I remember watching my sister on her knees in the kitchen one evening. The cabinet below the sink swung open, the trash pulled out, and my sister’s head bent over it. My mother said ghosts eat out of dumpsters and I believed my sister was possessed. I don’t remember what excuse she gave me, but I remember I didn’t believe it. I was old enough to recognize a lie. I said, I’ve puked only once in my life. Keep watching me, my sister said, and you’ll be able to vomit too.
The first time my eldest sister pushed a finger down her throat, she thought of my brother and how he had died, how she had died, because that was the worst th
ing that had happened to her, that had happened to all of us daughters, long before we were born, and when she made herself vomit, it was as if she were bringing him back to life, by reliving his death, as if she were aborting him over and over again, so that in the moment before she bent her head over the toilet, or the trash in the kitchen, or the glass jar in her hands, in the dark of the closet, he was alive again, at the back of her throat, a ghost waiting to be born.

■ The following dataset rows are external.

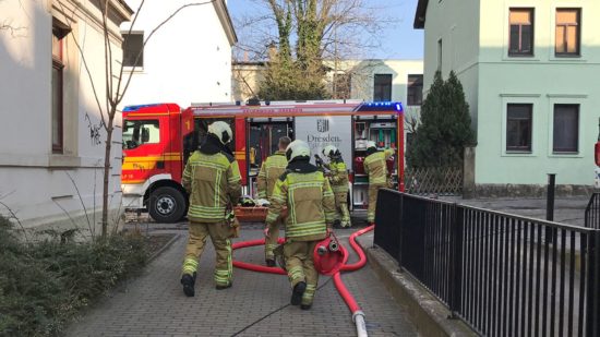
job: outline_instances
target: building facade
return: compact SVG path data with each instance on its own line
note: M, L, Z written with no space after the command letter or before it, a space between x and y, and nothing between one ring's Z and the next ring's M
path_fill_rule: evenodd
M128 2L137 9L141 0ZM231 47L237 36L225 0L145 1L121 33L123 65L133 72L123 106L232 100Z
M456 72L477 133L479 195L587 193L600 104L600 2L420 0L424 88Z
M132 15L123 1L108 8L105 31L95 2L0 1L0 214L26 228L100 222L106 131L98 101L106 97L106 64L119 67L119 25ZM108 62L105 32L113 50ZM112 141L109 208L116 219L120 132Z

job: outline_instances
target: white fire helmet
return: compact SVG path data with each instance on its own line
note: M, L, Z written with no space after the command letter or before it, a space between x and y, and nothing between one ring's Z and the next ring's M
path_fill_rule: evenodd
M296 157L310 157L310 156L311 156L311 148L309 147L309 144L300 140L289 143L288 147L286 147L286 158L288 158L288 161L291 161Z
M327 145L323 148L323 155L327 157L333 157L337 153L337 147L333 145Z
M223 144L231 142L231 139L233 137L231 128L224 121L217 121L208 125L208 133L216 135Z

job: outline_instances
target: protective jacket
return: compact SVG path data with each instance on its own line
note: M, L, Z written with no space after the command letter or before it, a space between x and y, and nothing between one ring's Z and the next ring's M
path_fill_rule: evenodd
M240 169L233 156L218 139L208 134L200 149L188 159L181 179L190 193L190 221L223 221L228 206L236 204L241 195L240 181Z
M323 240L335 220L335 200L329 181L308 157L290 161L275 184L266 224L271 228L287 205L286 238L293 241Z
M385 160L394 155L394 149L387 148L370 154L364 158L364 171L369 173L370 184L385 184L387 182L387 166Z
M269 198L275 188L275 182L286 171L288 160L286 159L286 153L278 151L274 155L266 158L261 166L261 171L256 179L259 185L259 197Z
M335 194L348 192L348 171L341 158L333 159L328 165L332 190Z

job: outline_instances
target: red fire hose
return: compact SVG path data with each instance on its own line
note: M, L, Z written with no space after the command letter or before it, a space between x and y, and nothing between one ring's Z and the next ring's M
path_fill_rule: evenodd
M356 242L356 239L357 239L357 237L362 236L365 232L369 232L369 231L373 230L373 228L375 228L374 225L369 226L364 229L358 230L358 231L353 232L350 236L350 238L349 238L350 245L352 246L355 252L357 252L357 254L359 256L359 261L356 262L356 263L352 263L352 264L345 264L341 267L341 270L344 270L344 272L357 270L357 269L362 268L367 264L367 256L364 255L364 252L362 251L362 248ZM279 238L279 240L278 240L279 243L283 243L284 241L285 240L283 238ZM233 243L231 245L231 249L236 250L236 249L247 248L247 246L263 245L264 243L265 243L264 239L242 241L242 242ZM238 268L242 268L242 269L261 272L261 273L272 273L272 274L287 275L286 272L284 272L284 269L281 269L281 268L265 267L265 266L262 266L262 265L256 265L256 264L245 263L245 262L239 262L239 261L233 261L233 266L236 266ZM350 312L352 312L352 321L355 322L355 324L357 326L358 336L359 337L367 336L367 327L365 327L365 324L364 324L364 313L362 312L362 310L360 310L360 306L358 305L357 301L355 300L355 298L352 297L350 291L348 291L348 289L346 288L346 286L341 281L340 273L336 273L333 276L333 278L334 278L334 284L335 284L335 287L336 287L337 291L339 292L339 294L341 296L341 298L344 299L344 301L348 305L348 309L350 309Z

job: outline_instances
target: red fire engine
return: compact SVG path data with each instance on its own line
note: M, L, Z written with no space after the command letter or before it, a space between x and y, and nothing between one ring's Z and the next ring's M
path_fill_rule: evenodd
M124 207L147 208L159 222L180 220L187 212L181 174L190 154L214 121L231 125L228 144L242 176L243 193L256 194L262 161L277 151L280 136L305 141L313 154L333 144L350 173L349 205L363 209L368 177L362 167L368 141L395 148L388 163L391 180L404 190L404 125L399 103L272 101L201 104L181 109L176 104L129 106L123 110L122 191ZM314 160L314 158L313 158Z

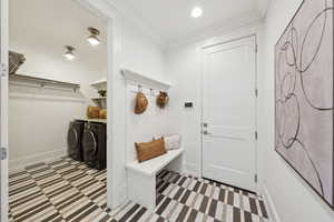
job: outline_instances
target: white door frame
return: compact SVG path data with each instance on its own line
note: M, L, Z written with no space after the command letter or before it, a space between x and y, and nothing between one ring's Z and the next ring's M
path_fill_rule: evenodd
M215 46L220 46L220 44L225 44L225 43L229 43L229 42L234 42L237 40L242 40L245 38L249 38L249 37L255 37L255 44L256 44L256 54L255 54L255 89L254 89L254 93L255 90L257 90L258 88L258 83L257 83L257 33L250 33L250 34L245 34L245 36L239 36L239 37L234 37L234 38L229 38L229 39L224 39L224 40L217 40L213 43L209 44L205 44L203 47L200 47L200 130L203 130L203 115L204 115L204 77L205 77L205 69L204 69L204 51L207 48L210 47L215 47ZM255 98L255 130L257 132L257 97ZM203 178L203 133L200 132L200 152L199 152L199 176ZM258 149L257 149L257 140L255 140L255 173L258 174L258 163L257 163L257 155L258 155ZM256 182L256 191L258 191L258 181Z
M1 75L0 75L0 123L1 123L1 134L0 134L0 145L1 148L8 148L8 0L1 0ZM2 71L2 69L6 69ZM8 157L6 160L0 161L0 215L1 222L8 221Z

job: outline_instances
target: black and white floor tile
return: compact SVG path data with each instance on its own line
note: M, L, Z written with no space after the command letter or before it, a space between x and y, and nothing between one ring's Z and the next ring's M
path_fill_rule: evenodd
M128 202L107 209L106 171L62 158L9 174L11 222L268 222L263 200L176 172L157 176L154 212Z

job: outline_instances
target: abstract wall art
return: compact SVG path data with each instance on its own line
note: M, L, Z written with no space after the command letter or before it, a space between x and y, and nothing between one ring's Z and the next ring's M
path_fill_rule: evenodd
M304 0L275 46L275 150L332 208L333 1Z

That night at the hospital, my mother changed her prayers. She no longer prayed for my brother’s life, she said, but for an end to his suffering.
Until very recently, I had vomited only once in my life. I remember little of the incident, only having gone to bed nauseated, then waking up in the middle of the night, and suddenly my parents there in the bathroom with me, my father holding me up by the sink, and the feeling of disgust and relief when I dribbled out a yellowish paste. It felt like crying, but even better and worse, and still half-asleep it was all a dream or a nightmare: my father’s hands gripping my armpits, the fluorescent light above the mirror, and the shadows everywhere else.